WESTLAKE : Residents Begin Work on Garden Project
Residents along one of the roughest stretches of Burlington Avenue may soon see the realization of a dream, as a community garden at Burlington and Maryland Street begins taking shape.
The vacant lot, which neighbors had been afraid to cultivate for fear of gangs, drug dealers and transients who frequent the spot, was fenced in last week, thanks to donations of fencing, cement, labor, soil and funds from the community.
“The only major thing we need to do now is install plumbing and import more soil,” said David Ceaser, a volunteer helping the group.
The lot was acquired by the neighbors last spring with the help of community activists and Rampart Division police. They agreed to maintain it while paying $1 a month on a yearly lease.
The garden project kicked off in October with a tree planting, but neighbors were afraid to begin planting vegetables and flowers for fear their work might be destroyed.
Many times, when they would go in to clean up trash that accumulated on the property, rough-looking loiterers would harass them verbally, said Nola Mott, a neighbor and community activist who was instrumental in putting the garden project together.

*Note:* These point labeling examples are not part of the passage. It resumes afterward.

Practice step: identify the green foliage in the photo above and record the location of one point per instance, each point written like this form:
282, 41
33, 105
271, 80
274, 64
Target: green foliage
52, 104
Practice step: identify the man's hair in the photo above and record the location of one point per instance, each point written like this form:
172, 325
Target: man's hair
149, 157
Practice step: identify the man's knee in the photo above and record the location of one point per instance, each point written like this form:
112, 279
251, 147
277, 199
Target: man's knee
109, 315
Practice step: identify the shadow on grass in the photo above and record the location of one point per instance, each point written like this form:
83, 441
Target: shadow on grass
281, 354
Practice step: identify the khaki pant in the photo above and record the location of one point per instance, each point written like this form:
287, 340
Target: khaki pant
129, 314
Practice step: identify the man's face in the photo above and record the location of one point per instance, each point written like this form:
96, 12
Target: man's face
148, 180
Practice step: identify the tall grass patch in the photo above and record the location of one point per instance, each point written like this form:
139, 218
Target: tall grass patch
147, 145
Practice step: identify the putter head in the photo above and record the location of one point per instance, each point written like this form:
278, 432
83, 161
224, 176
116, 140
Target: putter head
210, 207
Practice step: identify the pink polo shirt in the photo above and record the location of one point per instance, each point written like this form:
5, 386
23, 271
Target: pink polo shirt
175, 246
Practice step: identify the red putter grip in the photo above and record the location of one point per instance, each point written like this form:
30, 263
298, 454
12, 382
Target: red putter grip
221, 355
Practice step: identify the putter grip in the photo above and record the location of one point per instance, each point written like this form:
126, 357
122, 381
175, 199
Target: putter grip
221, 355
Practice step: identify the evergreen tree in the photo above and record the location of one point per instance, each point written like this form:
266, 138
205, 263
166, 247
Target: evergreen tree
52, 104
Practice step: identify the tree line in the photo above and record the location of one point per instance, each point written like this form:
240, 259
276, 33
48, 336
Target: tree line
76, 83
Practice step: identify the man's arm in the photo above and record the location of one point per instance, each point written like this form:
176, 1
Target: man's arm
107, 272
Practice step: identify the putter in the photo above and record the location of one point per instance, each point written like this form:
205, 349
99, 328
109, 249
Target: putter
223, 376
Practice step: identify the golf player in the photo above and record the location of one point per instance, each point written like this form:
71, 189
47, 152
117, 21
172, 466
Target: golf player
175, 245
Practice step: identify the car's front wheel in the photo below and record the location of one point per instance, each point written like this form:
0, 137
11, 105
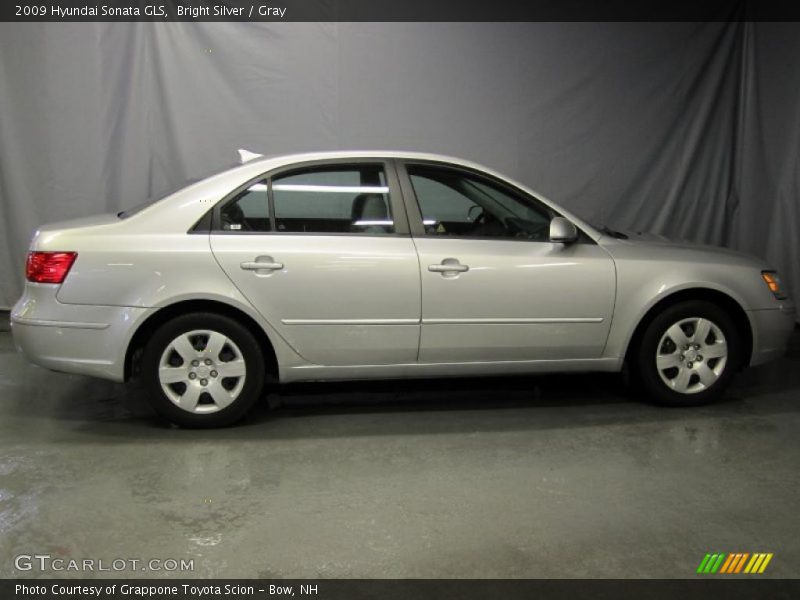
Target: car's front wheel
688, 354
203, 370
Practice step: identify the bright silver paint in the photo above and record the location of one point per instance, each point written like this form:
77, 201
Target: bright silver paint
361, 306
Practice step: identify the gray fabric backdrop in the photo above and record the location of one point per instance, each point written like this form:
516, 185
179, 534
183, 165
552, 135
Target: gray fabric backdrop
692, 130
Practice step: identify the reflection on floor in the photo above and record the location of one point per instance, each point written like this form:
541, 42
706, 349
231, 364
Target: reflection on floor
559, 476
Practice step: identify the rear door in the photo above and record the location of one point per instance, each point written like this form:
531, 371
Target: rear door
494, 288
323, 252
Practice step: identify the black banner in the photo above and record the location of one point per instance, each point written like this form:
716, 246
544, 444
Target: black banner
413, 589
398, 10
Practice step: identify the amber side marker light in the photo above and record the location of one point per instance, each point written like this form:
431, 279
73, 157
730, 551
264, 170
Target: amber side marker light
773, 283
49, 267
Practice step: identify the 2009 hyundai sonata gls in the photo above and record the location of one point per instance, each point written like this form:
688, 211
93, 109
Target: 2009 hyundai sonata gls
354, 265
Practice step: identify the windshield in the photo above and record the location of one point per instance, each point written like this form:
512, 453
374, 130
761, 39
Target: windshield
171, 190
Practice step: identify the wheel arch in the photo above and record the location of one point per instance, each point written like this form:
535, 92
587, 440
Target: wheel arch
717, 297
145, 329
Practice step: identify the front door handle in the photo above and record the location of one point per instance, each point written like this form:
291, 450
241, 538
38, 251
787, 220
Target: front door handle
262, 263
448, 267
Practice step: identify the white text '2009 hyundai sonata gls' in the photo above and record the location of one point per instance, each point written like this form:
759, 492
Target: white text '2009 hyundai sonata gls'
358, 265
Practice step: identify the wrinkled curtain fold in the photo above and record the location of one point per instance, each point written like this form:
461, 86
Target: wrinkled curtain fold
687, 129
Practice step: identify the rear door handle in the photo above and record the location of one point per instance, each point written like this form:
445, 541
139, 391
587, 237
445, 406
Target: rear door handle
262, 263
448, 266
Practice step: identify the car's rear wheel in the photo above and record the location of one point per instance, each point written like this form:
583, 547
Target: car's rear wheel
203, 370
688, 354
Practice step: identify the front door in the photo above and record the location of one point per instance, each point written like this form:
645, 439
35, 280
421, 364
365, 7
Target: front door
494, 288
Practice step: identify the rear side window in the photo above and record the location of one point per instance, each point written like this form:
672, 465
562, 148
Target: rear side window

Taggers almost immediately defaced a mural painted by neighbors and their children on the same day as the tree planting. The neighbors decided not to paint over the graffiti until fence was erected.
Part of the fencing was donated by an individual in the San Fernando Valley, and the remainder from a closed-down community garden in Pico-Union.
Neighbors, volunteers and a few ex-convict recruited by Mott from a Hollywood halfway house helped workers from the Westlake-based Ko-Am Construction Co. install the fence last week. Police cruised by occasionally to make sure the work was proceeding safely and without any disturbance from loiterers.
Now that the fence is up, the group will use donated funds--including $500 from the Hanmi Bank in Koreatown--to install plumbing and bring in more soil. Because the soil on the property was tested and found to contain lead, the group has decided to build raised crop beds in order to avoid contamination, Ceaser said.
If all goes well, the community garden should be in operation by early spring, he said.